ワインを始めたばかりの頃は、贈り物でもらったワインが好みに合わなかったり、購入したものの飲みきれなかったりすることもあります。そのような場合、未開封のワインは買取という選択肢があることをご存知でしょうか。

飲みきれないワインは買取という選択肢も

未開封のワインは、一定の条件を満たすことで買取の対象になる可能性があります。最も重要な条件は「未開封であること」です。開封済みのものは品質保証ができないため、ほとんどの場合買取対象外となります。冷暗所(直射日光を避けた温度変化の少ない環境)で適切に保存されていた商品は、査定時に好評価を受けやすい傾向があります。
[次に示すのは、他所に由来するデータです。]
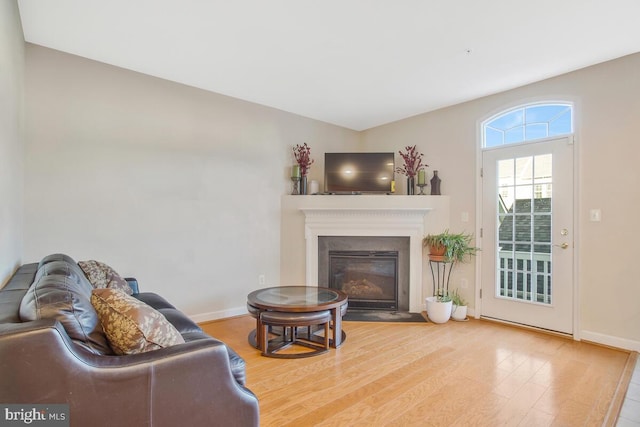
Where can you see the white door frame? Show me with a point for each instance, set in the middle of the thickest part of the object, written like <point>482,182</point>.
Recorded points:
<point>576,214</point>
ラベルや外箱が傷ついていない状態の良いものも査定に有利です。有名な産地や銘柄のワインは市場での需要が高く、思わぬ価値が見つかることもあります。飲む機会がないまま余っているワインがある場合は、処分する前に専門の買取業者に相談してみることをおすすめします。

高く売れるワインの特徴|銘柄・保存状態がカギ

買取価格を大きく左右するのは銘柄の希少性と知名度です。フランス・ボルドーの格付けシャトーやブルゴーニュのグランクリュなど、世界的に名の通った産地の著名な銘柄は買取市場での需要が高く、高評価の査定が期待できます。ヴィンテージ(収穫年)が記載された特定年のワインは、コレクターからの需要も見込めます。

化粧箱・木箱など元の外装が揃っていると商品価値が高まり、査定額にも好影響があります。未開封・冷暗所保存・正規品であることが買取の基本条件です。特に贈り物でいただいたような上質なボトルは、飲まずに眠らせたままにせず一度専門のワイン買取サービスに査定を依頼してみましょう。

まとめ|ワイン初心者は好みを知ることから始めよう

  • ・ワイン初心者が最初につまずく原因はタンニンの多い赤ワインを選んでしまうことで、まず甘口白ワインや軽めのロゼから始めるのが正解
  • ・ワインは赤・白・ロゼ・スパークリング・オレンジの5種類があり、それぞれ使うブドウと製法が異なる
  • ・初心者には1,000〜2,000円台の手頃な新世界産(チリ・ドイツ・オーストラリアなど)が飲みやすくコスパに優れておすすめ
  • ・適温・グラスの形・料理との相性(ペアリング)を意識するだけで、同じワインでも楽しみ方が大きく変わる
  • ワイン選びに正解はなく、さまざまな種類を試しながら自分が「美味しい」と感じる1本を見つける過程そのものがワインの楽しみです。

ワイン初心者にとって大切なのは、最初の失敗で苦手意識を持たずに、甘口から順に試していくことです。今回紹介した9銘柄を参考に、まずは手頃な1本から始めてみてください。甘口→中甘口→辛口→赤ワインというように、段階を踏んで幅を広げていくと自分の好みが自然と見えてきます。

産地・品種・ボディという基本を知ったうえで様々な商品を試すことで、ワインの世界の楽しさは広がり続けます。料理との相性やグラス選びも少しずつ覚えながら、自分だけのお気に入りの1本を見つけていきましょう。